Remains of 11 firefighters recovered at WTC
New York Times News Service
March 12, 2002 20:30:00

NEW YORK - The remains of at least 11 firefighters and an unknown number of civilians were uncovered at the World Trade Center site on Tuesday in what was the biggest find of victims in weeks. The discoveries came as crews finally dug into the former lobby of the south tower, one of the few sections at ground zero yet to be fully cleared.


The repeated discovery of remains - several of them firefighters from Ladder 4, a Midtown Manhattan company - was far from a surprise, as recovery crews in the last week have started to remove what had been a temporary roadway that passed over the footprint of the south tower.

For months, firefighters had suspected many of their colleagues might be buried in this southern section of the trade center site.

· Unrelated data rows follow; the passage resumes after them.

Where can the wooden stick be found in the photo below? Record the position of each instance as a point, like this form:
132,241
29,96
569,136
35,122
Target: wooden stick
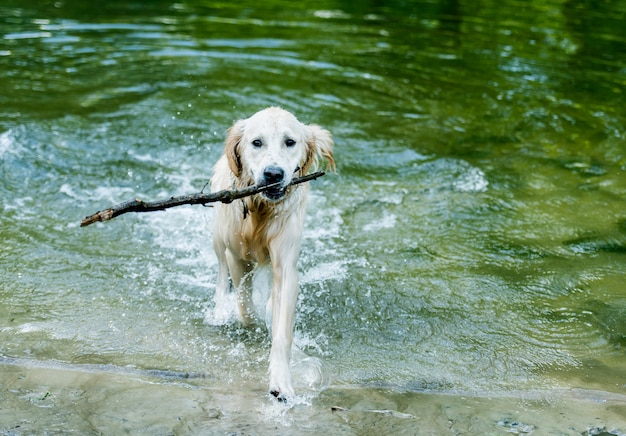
224,196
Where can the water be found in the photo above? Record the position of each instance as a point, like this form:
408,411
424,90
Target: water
462,273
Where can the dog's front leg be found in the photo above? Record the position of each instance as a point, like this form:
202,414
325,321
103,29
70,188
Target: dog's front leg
241,275
284,297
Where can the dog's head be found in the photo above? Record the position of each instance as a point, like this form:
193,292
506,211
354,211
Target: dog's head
272,146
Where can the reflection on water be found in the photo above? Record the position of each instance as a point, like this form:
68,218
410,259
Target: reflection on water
472,242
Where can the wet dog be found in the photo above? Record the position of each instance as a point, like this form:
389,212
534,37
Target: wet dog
270,147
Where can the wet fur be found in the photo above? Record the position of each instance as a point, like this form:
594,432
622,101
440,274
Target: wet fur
258,230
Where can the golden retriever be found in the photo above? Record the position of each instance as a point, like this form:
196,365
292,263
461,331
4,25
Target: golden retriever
271,146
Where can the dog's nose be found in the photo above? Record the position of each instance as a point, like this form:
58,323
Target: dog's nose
273,175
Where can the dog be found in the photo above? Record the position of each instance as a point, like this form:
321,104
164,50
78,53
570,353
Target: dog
270,147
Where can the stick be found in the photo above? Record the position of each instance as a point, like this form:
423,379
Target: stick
224,196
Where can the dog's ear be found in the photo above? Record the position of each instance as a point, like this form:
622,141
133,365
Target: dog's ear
319,145
231,149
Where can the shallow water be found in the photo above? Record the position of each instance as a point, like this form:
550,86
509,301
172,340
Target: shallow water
463,272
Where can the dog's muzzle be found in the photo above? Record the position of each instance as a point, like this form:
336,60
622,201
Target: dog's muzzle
274,176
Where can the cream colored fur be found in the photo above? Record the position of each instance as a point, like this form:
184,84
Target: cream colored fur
266,228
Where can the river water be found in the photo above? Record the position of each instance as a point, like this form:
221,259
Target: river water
464,272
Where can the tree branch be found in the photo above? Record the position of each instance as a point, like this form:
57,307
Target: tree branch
224,196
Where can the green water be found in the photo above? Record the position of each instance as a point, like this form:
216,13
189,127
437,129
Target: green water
465,269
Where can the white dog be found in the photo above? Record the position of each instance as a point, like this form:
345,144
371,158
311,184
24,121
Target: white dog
271,146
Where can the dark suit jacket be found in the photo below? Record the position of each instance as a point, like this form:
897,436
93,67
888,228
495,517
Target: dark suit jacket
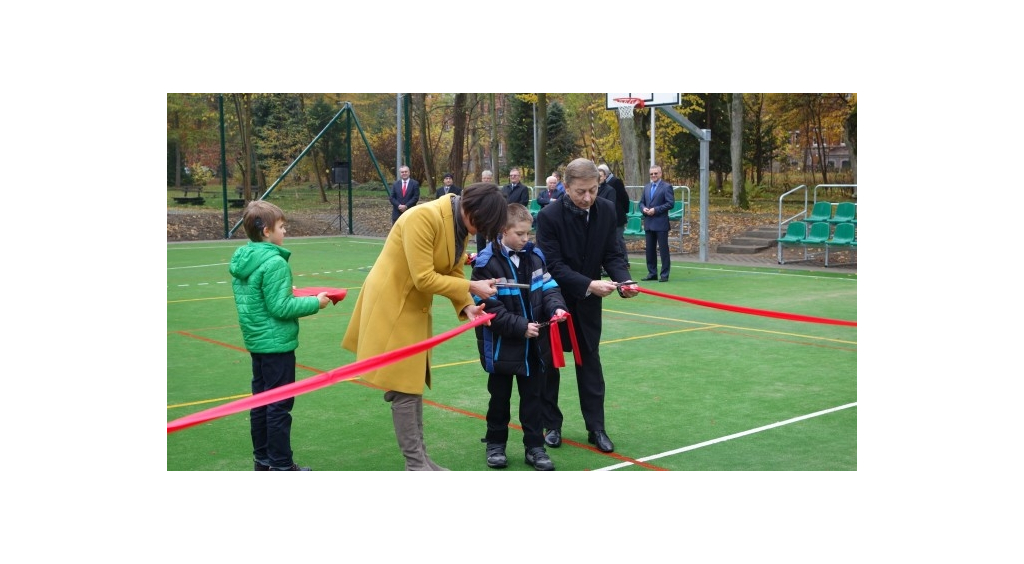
520,193
577,250
452,189
662,202
544,198
412,197
622,199
606,191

The south tower was the first to fall, meaning firefighters who were assembled in the lobby, on the sidewalk, on the adjacent street, as well as those trying to help rescue victims in the lower floors, had little notice before the tower came down.

But only now that a more permanent steel bridge has been installed at the site to allow construction trucks to drive in and out of the pit could the demolition crews start to remove the makeshift road and pull out bodies that had been compressed for six months underneath the debris.

"When they built the road there in the first place, people were cringing, as we knew what was underneath," said James Spollen, a fire department spokesman.

The identities of the firefighters were not released, but Ladder 4 was twice called to the scene to salute their fallen colleagues, as bodies, draped in American flags, were carried slowly up the new metal ramp and placed in waiting ambulances.

"You feel good, deep down, that you are doing something for their families," said Battalion Chief Andrew F. Richter, who helps supervise the recovery effort at ground zero. "But you are angry as well. It reminds us of why we are down here in the first place."

Unlike the civilian victims, the remains of the firefighters were often easier to identify because of gear they were wearing that at least indicated which fire company they were stationed at. But fire officials were reluctant to disclose any identities until a formal confirmation had been made and family members had been notified.